Gossip and rumour are part and parcel of political life, but some of what has appeared on political blogs and even in some national newspapers over the past few days has taken fantastical speculation to new heights of absurdity.

There was talk, for instance, that Mr Brown would hold a snap general election to cash-in on his new-found "popularity" in the wake of the crisis - as if he would even go near the idea after getting his fingers so badly burned last time.

One rumour even had it that backbench Tory MPs have been so angered by Mr Cameron's failure to land a killer blow on Mr Brown over the crisis they planned to replace him with Ken Clarke.

I think that David Davis - freshly vindicated by the collapse of the government's plans for 42-day detention - would have something to say about that, but no matter.

The truth is Mr Cameron is not going to be overthrown this autumn any more than Mr Brown is going to hold an autumn election.

After yesterday, he must know that had he been foolish enough to call one, the whole country would by now have been plastered with posters bearing his picture and the words "no return to boom and bust."

The Prime Minister's only hope is still to play it long and hope that by May 2010, he can actually justifiably claim to have "fixed" the crisis.

Even then, it may still not be enough to secure him another term in 10 Downing Street.

At the risk of repeating what I said a week ago, the prevailing public sentiment towards him may still be a case of "we want you to sort out this mess - and then we want you to go."

The electorate can be an unsentimental lot, and as Winston Churchill found in 1945, saving the country from catastrophe is no guarantee of a further term in power.

If anything is going to do for Mr Brown, it is not an essentially arcane difficulty over whether or not banks will lend to eachother, it is what is happening in what has been dubbed the "real" economy.
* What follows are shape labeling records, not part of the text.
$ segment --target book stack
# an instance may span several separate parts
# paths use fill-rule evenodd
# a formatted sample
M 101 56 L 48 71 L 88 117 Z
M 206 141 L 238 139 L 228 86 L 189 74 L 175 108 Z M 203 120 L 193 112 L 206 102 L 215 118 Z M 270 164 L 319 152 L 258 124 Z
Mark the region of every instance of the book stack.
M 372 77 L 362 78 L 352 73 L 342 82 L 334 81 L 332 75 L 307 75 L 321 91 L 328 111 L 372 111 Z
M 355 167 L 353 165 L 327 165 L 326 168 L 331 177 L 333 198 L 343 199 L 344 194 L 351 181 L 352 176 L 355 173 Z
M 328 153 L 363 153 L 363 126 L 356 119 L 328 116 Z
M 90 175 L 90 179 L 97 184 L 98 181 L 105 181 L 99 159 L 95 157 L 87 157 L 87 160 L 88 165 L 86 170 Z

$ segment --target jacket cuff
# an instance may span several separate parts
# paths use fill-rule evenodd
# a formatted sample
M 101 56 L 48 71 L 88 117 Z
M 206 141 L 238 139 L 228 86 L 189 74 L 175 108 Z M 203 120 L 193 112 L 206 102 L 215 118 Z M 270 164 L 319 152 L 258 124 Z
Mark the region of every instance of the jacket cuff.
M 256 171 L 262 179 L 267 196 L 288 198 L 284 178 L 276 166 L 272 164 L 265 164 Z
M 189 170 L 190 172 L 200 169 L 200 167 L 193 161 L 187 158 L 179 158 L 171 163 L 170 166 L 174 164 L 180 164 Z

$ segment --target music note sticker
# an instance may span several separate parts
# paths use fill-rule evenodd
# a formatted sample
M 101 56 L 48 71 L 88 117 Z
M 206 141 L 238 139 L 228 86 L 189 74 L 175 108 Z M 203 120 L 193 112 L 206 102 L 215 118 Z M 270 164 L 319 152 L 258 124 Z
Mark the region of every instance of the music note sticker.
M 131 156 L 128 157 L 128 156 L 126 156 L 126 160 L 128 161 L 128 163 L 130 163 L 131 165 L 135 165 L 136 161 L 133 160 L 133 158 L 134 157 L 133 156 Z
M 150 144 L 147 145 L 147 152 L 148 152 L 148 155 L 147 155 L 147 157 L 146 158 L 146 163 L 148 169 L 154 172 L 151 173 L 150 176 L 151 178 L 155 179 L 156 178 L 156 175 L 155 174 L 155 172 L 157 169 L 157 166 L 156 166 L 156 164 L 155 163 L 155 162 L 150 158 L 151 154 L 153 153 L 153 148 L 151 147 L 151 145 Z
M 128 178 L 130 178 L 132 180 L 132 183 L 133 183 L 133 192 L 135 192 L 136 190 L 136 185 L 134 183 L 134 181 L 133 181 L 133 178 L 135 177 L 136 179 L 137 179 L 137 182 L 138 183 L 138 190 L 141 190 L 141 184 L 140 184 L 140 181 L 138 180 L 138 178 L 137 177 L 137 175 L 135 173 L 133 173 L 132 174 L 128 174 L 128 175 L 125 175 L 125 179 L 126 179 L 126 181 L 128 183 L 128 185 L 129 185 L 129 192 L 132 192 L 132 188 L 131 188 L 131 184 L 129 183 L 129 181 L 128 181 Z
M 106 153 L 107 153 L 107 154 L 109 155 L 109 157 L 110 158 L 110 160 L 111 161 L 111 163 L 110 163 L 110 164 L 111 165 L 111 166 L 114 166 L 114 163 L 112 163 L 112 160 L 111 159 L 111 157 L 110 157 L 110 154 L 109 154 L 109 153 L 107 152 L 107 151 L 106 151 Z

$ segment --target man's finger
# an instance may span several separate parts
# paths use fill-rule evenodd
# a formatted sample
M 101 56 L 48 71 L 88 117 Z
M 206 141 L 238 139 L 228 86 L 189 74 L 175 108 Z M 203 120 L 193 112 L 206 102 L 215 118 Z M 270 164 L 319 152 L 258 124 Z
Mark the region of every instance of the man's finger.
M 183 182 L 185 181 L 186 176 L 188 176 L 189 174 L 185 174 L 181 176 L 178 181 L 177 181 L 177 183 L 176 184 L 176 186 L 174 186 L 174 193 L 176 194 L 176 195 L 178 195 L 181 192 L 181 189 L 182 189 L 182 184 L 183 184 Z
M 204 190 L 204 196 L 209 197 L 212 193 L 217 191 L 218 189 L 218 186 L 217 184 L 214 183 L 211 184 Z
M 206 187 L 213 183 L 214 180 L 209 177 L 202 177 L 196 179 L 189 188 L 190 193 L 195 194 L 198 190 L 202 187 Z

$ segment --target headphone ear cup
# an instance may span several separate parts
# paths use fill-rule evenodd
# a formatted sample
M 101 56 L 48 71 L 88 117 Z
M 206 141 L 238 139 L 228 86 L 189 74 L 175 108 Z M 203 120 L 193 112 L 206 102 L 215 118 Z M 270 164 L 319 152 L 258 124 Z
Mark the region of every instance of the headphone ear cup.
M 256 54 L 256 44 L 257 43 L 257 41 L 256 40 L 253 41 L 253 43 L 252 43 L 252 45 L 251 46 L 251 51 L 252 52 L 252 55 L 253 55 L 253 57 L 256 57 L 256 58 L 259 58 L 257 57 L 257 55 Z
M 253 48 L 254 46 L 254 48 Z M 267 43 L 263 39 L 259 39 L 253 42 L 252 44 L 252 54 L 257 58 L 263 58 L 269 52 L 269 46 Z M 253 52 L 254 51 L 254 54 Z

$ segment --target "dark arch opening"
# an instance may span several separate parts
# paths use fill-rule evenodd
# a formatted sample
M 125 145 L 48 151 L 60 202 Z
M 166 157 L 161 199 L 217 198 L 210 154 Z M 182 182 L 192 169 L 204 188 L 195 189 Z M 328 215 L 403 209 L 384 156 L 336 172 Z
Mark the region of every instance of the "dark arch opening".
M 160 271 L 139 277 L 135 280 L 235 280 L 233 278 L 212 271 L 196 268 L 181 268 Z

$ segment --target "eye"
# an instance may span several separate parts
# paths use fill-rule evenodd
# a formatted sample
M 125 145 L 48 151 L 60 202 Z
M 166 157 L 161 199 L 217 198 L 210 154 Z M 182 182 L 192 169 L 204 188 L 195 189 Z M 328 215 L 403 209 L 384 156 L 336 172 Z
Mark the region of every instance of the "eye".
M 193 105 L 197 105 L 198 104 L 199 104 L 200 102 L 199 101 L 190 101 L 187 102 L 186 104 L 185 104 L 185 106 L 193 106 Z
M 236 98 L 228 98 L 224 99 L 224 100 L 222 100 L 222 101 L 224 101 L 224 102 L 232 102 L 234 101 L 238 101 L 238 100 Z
People in the North-East know all about that. To paraphrase the old saying about America and Europe, the region is usually the first to catch a cold whenever London sneezes.

It was amusing to hear BBC political editor Nick Robinson say this week that unemployment had not been an issue in British politics for 15 years. He has clearly not spent much of that time in the North.

It is in fact ten years ago this month that the then Governor of the Bank of England, Eddie George, told me that lost North jobs were an "acceptable" price to pay to curb inflation in the South, following a spate of factory closures in the region.

Maybe the region's economy is more resilient these days, but if history is anything to go by, the North-East is once again likely to be in the eye of the economic storm.

The region's construction industry has already been badly hit by the crisis, but that is surely just the start.

I suppose those who are set to lose their jobs in the forthcoming months could always go and lag roofs for a living, as the Prime Minister helpfully appeared to suggest this week.

But as Mr Cameron might say, if he had actually fixed the roof while the sun was shining, they wouldn't need to.